Sheriff of Hong Kong by Captain Beefheart (1980): this track is from Captain Beefheart’s most critically acclaimed late-period record, Doc at the Radar Station. It has all of the Captain’s hallmarks: inscrutable lyrics, and scattered, seemingly haphazard instrumentation that belies rigorous technique. Unfortunately, this song also finds him raving in what appears to be imitation Cantonese. Beefheart was an avid fan of the blues, R&B and early rock ’n’ roll, so it’s conceivable that he was inspired by Hawkins’ song.
Hong Kong by Gorillaz (2005): Leave it to the Brits to actually write a song about Hong Kong. On top of real Chinese instruments, their description of “Junk boats and English boys” is immediately recognisable and lyrics such as “Here on the nineteenth floor, the neon lights make me calm” describe experiences most visitors and residents of Hong Kong have experienced. They even manage to get in a bit of British post-colonial angst: “Is the rise of an Eastern sun gonna be good for everyone?”

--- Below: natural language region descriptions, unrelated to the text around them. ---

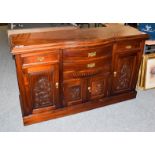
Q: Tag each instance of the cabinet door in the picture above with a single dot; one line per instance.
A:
(74, 91)
(124, 71)
(98, 87)
(42, 86)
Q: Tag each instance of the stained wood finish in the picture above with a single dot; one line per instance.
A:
(64, 72)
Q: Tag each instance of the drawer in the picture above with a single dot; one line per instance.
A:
(86, 73)
(39, 58)
(88, 64)
(71, 55)
(128, 45)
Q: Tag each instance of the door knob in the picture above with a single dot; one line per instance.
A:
(115, 74)
(89, 89)
(57, 85)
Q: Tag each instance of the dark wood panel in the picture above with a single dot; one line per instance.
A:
(64, 72)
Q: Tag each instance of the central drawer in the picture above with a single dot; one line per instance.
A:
(86, 68)
(82, 54)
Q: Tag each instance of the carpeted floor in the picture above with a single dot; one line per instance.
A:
(133, 115)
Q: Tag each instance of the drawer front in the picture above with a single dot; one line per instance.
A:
(88, 65)
(128, 45)
(71, 55)
(86, 69)
(39, 58)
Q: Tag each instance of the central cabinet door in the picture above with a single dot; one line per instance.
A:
(74, 91)
(98, 87)
(42, 87)
(124, 71)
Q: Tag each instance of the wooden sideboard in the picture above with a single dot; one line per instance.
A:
(69, 71)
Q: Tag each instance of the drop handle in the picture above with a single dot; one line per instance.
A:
(57, 85)
(89, 89)
(40, 59)
(128, 47)
(115, 74)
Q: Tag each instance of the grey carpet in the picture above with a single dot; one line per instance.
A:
(133, 115)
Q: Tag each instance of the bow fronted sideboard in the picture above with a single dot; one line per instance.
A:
(68, 71)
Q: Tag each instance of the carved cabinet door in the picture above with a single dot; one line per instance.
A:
(74, 91)
(124, 71)
(42, 87)
(98, 87)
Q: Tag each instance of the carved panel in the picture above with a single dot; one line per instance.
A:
(97, 88)
(75, 93)
(124, 77)
(125, 69)
(42, 93)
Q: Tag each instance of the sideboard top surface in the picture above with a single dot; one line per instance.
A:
(73, 37)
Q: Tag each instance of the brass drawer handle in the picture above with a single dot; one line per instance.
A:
(128, 47)
(57, 85)
(92, 54)
(89, 89)
(115, 74)
(91, 65)
(40, 59)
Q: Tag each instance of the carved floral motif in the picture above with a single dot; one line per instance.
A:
(42, 93)
(98, 88)
(75, 93)
(124, 78)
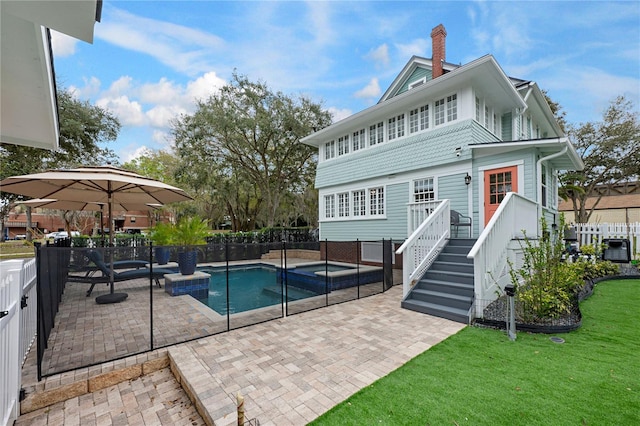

Central by Technasia (2010): Technasia were an electronic music duo of Frenchman Charles Siegling and the Hong Kong-born Amil Khan, who came here together in 1996 (Khan left the act in 2008) and put the region on the dance music map. Over 12 years they released a series of dance tracks that were well-received by the global techno community and in 2010 released the album Central. Featuring a cover photo of the Central MTR station, the music captures the frenetic pace of Hong Kong and the title track evokes the energy of our now ultra-modern city.